Aber das allein hat ja nichts mit der Frage zu tun, wie es am PC aussieht. Am PC sollte es normalerweise kein Problem sein, dass man für PCs ohne SSD dann eben optional in den Einstellungen das Deaktivieren kann, was bei der Konsole für ein Plus sorgt. 

Dass man auf ner Konsole etwas haben wird, was der PC nicht kann, denke ich auch nicht - außer die Entwickler machen es bewusst aus der PC-Version raus, da sie nicht extra in den Spieleoptionen ein Menü für Nutzer mit/ohne SSD einbauen wollen. Dann isses aber eher ein Problem des Games, nicht der Hardware. 
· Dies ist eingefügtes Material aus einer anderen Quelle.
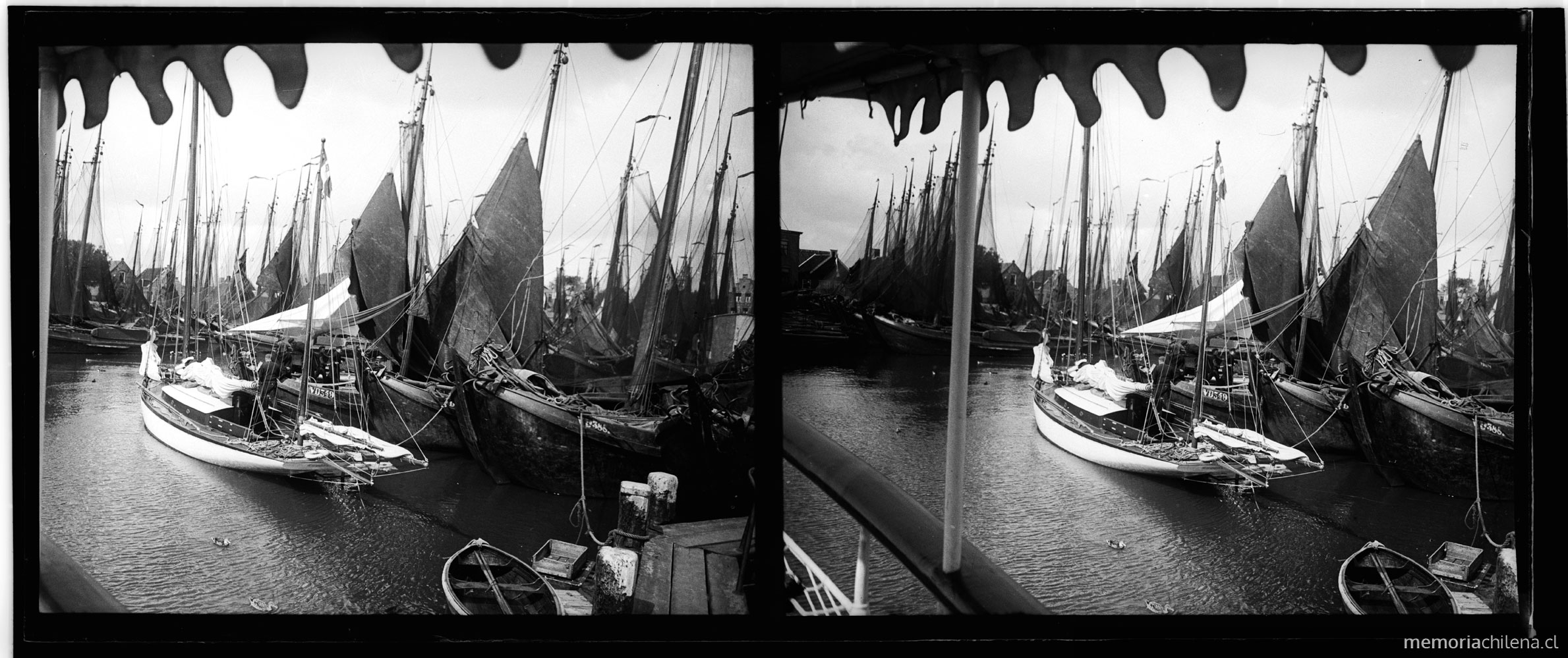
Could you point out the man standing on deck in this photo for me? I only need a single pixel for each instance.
(1161, 378)
(267, 377)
> Ansonsten macht es wenig Unterschied ob ein Spiel von HDD oder SSD läuft, was soll da wie gesagt wahnsinniges anders sein?


 bisher nichts, wobei es durchaus ein paar Openworld bzw MMO-Games gibt, in denen es mit ner SSD ein wenig "smoother" läuft. zB bei Diablo 3, u.a aber auch, da es rel. spät erst nachlädt und vor allem beim Eintritt in einen neuen Bereich stockt, wenn man eine HDD nutzt: https://www.pcgameshardware.de/Diablo-3-Spiel-21367/Tests/Diablo-3-Test-Benchmarks-1043386/

Aber unabhängig von Ladevorgängen: man arbeitet durchaus an Dingen, bei denen eine SSD einer HDD überlegen wäre. Es gibt zB ja KI-unterstützte Datenbanken bzw. man arbeitet daran, aus denen sich dann Szenen "vorausahnen" lassen, so dass die Engine in der Summe mehr FPS oder etwas realistischere Grafik ohne zusätzlichen Rechenaufwand bringen kann, da diese Inhalte nicht berechnet werden müssen. So was erfordert aber einen schnellen Zugriff auf die Datenbank - dies wäre durch eine SSD oder sehr viel RAM möglich. SOLLE ein Game so was nutzen, wäre eine SSD also wichtig, außer man kann die ganze Datenbank ins RAM laden.


----------



## Spiritogre (24. Januar 2020)

Herbboy schrieb:


> Der Aussage von Sony stimme ich völlig zu, denn es WIRD ja dann möglich sein, viel schneller Inhalte nachzuladen, so dass man zb hochauflösendere Texturen verwenden kann als wenn man nur eine HDD hätte, oder man kann auf kurze Ladefenster verzichten und einen fließenden Übergang machen. Es entstehen also in der Tat mehr/neue Möglichkeiten als mit ner HDD, obgleich man das sicher auch einfach mit mehr RAM umsetzen könnte.
> 
> Aber das allein hat ja nichts mit der Frage zu tun, wie es am PC aussieht. Am PC sollte es normalerweise kein Problem sein, dass man für PCs ohne SSD dann eben optional in den Einstellungen das Deaktivieren kann, was bei der Konsole für ein Plus sorgt.
> 
> ...


Ähm, nein, nicht unbedingt. Wie auch schon erwähnt, Spiele können seit  ewigen Jahren auch im Hintergrund schon voraus laden. Dann ist es völlig  Latte ob SSD, HDD oder gar DVD / BR. Konsolenspiele machen das nur  selten, weil Konsolen eben bisher eben nur sehr, sehr wenig  Arbeitsspeicher hatten. Eine PS3 hatte nur 256MB + 256MB  Arbeitsspeicher, was damals schon lächerlich wenig war, eine PS4 hat 8GB  Shared Memory wovon im Regelfall 5 für Spiele und 3 für Grafik genutzt  werden. 
D.h. es ist abzusehen, dass diese SSD-Technologie da auch nur kompensieren wird. Insbesondere wenn eben eine PS5 nur 16GB hätte. Denn 8GB davon gehen ja mind. für 4k Grafik drauf. 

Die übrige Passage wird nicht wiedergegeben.